The books fascinated me. The strangeness of seeing the past discussed as present, and the further past framed so differently than it would be now, opened a space for my own thinking, and so for poetry. I began work on a loose family of poems under the title God of Corn, four of which appear in New Poetries VI. The central preoccupation of these poems – land, and the way we live in it – is essentially the same as for the rest of my poetry, but the occasion of this hoary, borey text lets me attempt connections across greater spaces of time and culture. If, in these times of environmental crisis, we are seeing the final flowering of many mistakes, God of Corn lets me consider those mistakes a little closer to their source. The fictive personas I create for that world are projections of myself, of course, but beginning each poem with a passage or line from Holland’s text ensures at least an initial quantity of something foreign, a complicating term in the equation, an intertextuality I cannot hope to manage.
Where the bound is sunk, there
this freedom ends.
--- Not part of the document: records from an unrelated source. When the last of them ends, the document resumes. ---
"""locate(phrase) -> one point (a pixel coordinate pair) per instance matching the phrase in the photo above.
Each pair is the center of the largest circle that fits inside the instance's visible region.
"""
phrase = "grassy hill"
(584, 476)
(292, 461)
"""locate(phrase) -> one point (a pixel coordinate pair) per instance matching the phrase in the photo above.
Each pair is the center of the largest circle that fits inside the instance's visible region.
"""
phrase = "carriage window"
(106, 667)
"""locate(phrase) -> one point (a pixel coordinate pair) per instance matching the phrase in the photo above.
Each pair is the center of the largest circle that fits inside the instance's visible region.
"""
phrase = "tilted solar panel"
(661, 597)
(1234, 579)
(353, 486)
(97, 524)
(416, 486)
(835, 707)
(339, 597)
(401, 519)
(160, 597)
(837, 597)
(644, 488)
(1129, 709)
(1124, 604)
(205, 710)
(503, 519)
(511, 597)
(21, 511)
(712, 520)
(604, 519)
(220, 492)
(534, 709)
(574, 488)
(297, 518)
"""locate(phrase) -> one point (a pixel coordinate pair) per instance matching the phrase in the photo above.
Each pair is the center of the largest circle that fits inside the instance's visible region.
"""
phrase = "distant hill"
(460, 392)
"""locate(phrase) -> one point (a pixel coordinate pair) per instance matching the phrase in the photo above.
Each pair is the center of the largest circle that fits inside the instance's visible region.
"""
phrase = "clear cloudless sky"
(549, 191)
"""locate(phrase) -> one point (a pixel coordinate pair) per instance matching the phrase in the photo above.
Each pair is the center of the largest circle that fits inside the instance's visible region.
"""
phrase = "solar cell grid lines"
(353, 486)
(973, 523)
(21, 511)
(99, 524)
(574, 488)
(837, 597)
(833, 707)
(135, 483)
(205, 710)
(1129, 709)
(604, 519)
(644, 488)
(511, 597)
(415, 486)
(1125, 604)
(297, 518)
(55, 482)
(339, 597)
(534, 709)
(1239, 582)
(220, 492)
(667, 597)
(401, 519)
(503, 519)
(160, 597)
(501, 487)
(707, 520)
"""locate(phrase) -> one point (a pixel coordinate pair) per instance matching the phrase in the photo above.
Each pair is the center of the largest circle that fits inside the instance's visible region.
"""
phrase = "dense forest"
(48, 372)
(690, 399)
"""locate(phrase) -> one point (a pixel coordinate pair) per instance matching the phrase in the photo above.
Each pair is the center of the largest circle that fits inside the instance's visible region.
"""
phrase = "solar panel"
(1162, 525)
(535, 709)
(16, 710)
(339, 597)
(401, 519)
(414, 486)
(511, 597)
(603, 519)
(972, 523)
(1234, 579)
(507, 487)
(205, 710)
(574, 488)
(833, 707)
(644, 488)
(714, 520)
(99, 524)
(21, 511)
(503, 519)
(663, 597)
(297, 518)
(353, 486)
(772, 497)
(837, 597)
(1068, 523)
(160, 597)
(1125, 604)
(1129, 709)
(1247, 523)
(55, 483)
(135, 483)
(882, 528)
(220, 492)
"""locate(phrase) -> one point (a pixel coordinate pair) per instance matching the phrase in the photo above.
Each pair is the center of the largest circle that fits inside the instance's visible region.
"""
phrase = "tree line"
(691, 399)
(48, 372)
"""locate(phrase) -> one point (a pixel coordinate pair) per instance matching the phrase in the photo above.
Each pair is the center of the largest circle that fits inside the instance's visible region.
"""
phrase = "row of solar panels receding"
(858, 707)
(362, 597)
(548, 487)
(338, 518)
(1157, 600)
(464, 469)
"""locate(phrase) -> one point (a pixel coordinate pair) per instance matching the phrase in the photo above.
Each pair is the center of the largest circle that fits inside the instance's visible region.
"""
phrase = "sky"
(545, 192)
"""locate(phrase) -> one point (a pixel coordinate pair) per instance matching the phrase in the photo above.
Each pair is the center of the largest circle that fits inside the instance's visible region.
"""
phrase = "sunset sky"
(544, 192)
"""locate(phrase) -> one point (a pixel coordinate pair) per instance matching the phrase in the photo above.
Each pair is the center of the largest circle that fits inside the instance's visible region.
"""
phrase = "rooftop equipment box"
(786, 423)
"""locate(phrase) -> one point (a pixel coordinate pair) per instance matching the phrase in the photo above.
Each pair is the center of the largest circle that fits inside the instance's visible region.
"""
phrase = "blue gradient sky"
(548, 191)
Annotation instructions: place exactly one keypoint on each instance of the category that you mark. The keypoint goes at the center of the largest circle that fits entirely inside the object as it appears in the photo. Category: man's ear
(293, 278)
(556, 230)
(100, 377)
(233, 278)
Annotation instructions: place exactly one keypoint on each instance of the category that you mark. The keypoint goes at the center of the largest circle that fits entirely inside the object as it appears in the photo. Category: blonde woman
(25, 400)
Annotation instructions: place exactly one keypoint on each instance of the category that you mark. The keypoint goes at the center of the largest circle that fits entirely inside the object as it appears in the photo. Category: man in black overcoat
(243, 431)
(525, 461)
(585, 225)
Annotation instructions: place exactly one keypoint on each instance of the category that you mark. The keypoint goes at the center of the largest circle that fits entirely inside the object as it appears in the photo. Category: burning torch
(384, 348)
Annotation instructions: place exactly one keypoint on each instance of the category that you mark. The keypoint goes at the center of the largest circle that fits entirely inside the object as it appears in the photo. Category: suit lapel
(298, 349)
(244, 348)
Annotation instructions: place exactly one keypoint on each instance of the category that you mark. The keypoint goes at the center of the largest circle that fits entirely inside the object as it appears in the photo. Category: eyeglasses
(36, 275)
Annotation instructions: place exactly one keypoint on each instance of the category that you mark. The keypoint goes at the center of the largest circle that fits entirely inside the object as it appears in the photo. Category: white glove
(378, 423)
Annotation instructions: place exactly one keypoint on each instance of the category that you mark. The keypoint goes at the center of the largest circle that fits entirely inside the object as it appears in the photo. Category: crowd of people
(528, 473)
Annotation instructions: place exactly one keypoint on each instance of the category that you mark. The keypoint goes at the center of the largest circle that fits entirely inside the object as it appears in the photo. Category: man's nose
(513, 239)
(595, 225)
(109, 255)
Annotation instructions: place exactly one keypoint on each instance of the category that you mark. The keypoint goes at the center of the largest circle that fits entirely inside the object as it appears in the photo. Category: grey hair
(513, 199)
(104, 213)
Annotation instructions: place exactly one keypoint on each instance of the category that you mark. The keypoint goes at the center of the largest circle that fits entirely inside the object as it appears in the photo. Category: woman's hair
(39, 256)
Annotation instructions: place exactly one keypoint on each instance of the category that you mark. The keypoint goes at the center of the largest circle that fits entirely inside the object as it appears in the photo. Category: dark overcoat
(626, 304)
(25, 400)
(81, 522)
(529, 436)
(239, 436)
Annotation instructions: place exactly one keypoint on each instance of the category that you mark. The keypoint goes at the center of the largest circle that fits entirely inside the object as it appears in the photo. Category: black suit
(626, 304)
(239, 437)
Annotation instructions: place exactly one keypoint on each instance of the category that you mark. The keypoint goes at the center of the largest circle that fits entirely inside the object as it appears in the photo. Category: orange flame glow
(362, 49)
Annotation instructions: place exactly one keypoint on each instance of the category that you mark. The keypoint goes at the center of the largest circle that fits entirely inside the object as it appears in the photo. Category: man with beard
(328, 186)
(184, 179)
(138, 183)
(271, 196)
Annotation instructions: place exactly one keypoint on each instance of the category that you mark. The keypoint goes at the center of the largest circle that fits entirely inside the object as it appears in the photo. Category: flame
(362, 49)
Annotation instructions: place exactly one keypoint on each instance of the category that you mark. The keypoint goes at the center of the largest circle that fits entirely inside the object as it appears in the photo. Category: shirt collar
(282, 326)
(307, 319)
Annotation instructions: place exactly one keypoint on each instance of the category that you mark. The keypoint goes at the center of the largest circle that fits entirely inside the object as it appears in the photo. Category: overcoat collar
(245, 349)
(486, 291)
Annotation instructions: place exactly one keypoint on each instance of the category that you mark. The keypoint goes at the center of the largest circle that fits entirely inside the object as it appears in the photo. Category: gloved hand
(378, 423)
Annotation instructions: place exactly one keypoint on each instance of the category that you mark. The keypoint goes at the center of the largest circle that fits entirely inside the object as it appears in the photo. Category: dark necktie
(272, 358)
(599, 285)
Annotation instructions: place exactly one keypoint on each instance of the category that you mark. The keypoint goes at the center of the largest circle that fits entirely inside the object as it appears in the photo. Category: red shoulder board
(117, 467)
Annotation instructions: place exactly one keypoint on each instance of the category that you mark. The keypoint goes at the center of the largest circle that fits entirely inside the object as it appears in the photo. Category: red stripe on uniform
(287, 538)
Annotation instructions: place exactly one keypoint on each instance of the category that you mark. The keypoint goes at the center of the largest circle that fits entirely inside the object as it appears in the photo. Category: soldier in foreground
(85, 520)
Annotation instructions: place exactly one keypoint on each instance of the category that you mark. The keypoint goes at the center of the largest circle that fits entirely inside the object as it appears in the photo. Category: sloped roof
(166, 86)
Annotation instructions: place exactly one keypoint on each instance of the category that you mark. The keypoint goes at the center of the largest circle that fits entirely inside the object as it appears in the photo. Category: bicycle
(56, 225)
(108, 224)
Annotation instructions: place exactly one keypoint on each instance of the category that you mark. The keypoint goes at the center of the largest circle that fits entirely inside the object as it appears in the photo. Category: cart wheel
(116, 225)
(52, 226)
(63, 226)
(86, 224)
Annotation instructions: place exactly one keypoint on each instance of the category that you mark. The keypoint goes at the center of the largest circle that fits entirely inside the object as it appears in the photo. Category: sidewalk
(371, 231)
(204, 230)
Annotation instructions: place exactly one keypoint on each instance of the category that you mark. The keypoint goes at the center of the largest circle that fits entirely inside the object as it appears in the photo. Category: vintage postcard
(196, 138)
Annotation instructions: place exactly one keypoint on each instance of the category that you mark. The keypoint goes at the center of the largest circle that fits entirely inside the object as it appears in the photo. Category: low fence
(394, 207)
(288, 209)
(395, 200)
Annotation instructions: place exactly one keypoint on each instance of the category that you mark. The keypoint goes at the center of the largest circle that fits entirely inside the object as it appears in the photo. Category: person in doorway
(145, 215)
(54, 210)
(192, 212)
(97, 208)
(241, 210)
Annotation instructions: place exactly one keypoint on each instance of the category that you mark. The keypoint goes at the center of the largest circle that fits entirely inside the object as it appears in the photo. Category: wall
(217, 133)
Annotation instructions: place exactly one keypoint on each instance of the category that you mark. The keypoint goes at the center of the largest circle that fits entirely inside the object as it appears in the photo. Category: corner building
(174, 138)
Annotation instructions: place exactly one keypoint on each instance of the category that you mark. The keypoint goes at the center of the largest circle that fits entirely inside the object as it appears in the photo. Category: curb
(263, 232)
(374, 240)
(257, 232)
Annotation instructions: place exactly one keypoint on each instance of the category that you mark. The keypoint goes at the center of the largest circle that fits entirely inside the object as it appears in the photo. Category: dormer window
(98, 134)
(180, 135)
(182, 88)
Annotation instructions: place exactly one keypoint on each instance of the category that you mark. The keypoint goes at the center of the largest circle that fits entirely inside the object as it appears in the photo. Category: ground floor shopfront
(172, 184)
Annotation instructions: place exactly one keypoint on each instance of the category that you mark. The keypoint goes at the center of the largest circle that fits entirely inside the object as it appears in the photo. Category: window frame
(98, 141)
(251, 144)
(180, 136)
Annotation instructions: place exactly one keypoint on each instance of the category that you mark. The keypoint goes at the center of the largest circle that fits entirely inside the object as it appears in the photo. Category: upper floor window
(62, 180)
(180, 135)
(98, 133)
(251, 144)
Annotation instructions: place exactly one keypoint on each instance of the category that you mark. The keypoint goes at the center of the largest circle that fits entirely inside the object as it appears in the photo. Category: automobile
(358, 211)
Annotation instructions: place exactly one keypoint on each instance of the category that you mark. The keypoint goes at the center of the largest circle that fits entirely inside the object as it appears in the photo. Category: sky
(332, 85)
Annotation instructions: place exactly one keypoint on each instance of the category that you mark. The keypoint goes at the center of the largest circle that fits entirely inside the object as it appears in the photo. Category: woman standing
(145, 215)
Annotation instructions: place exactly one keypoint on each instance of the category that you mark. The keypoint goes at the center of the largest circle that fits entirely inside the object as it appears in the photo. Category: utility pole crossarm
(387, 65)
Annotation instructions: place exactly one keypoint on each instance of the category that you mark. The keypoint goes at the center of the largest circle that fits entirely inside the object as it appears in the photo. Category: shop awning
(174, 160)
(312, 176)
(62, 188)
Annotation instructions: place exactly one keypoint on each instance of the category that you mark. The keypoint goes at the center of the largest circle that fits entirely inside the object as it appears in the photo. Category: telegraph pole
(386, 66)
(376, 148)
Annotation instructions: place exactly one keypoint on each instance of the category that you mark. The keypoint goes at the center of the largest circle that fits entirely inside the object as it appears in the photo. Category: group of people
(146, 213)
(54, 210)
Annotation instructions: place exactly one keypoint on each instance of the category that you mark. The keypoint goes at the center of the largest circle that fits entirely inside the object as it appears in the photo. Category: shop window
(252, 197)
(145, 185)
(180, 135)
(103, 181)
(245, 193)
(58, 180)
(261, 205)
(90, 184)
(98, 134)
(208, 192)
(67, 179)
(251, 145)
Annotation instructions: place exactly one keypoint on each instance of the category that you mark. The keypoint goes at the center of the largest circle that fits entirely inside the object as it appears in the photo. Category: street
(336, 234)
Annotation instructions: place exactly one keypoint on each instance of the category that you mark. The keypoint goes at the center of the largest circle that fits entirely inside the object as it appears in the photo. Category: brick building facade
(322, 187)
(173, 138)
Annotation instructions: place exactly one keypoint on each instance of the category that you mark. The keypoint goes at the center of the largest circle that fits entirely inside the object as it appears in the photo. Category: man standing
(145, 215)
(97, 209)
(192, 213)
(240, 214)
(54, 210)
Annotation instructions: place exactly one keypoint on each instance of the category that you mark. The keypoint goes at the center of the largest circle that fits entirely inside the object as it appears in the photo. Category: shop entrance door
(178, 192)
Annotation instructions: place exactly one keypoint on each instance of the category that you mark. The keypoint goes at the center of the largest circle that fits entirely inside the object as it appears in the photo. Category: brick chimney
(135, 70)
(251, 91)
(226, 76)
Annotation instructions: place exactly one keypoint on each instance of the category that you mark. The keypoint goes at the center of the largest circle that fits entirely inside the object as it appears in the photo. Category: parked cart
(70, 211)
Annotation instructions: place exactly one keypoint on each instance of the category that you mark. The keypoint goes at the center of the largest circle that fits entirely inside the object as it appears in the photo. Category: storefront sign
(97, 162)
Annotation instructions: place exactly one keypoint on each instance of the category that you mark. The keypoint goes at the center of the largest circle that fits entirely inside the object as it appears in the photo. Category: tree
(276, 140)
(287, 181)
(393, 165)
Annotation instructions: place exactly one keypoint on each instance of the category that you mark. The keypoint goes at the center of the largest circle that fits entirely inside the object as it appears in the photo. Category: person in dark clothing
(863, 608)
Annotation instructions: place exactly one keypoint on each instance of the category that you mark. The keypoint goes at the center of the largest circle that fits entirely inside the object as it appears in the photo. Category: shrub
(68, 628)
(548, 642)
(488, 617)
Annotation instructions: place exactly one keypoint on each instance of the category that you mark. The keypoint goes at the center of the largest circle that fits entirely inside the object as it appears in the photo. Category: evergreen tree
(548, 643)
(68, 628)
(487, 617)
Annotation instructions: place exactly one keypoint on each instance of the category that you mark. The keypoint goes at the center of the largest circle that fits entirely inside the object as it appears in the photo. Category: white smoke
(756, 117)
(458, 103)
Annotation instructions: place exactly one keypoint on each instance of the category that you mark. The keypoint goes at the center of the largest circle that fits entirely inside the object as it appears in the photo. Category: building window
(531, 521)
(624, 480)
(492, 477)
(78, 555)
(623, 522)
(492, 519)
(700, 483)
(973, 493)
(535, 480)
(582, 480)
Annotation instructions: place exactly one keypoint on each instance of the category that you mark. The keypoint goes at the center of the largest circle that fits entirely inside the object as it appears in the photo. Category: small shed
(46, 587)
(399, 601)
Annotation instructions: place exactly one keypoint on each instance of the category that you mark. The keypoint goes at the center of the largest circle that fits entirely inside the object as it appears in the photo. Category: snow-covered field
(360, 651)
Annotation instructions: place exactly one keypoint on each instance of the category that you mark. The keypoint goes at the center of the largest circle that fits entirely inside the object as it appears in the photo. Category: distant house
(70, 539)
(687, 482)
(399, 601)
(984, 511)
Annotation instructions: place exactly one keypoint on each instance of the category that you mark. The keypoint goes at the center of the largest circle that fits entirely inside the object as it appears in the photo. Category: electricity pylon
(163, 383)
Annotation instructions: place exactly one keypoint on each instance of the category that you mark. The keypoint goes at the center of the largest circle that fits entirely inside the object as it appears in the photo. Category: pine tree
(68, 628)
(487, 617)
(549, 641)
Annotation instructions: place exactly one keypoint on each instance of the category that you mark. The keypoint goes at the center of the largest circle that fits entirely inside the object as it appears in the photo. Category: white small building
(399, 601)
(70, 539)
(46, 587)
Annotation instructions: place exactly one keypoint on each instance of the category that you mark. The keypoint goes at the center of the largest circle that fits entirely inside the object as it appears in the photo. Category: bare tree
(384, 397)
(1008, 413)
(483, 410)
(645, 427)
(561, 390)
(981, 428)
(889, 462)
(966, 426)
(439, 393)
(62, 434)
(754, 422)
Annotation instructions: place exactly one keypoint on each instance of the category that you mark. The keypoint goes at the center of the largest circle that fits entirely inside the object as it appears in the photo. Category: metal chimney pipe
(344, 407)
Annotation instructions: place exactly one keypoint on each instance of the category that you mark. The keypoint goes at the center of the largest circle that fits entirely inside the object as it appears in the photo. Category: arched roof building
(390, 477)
Yet the man we are
so desires the farm
as he walks by, walking late—
wants to jump the fence, join
the fire, stand
in the crowd of the fire
and be a part
of that burning, a part of that having.
(‘The Allotments of Land Were Divided’)
The tangle of truths and ironies I intend with these lines, the way the emotion sets off against Holland’s legalistic description of property allotments with which the poem begins, is both a seeking out of some decisive folly of the past, and a mirror for my own here-and-how confusion.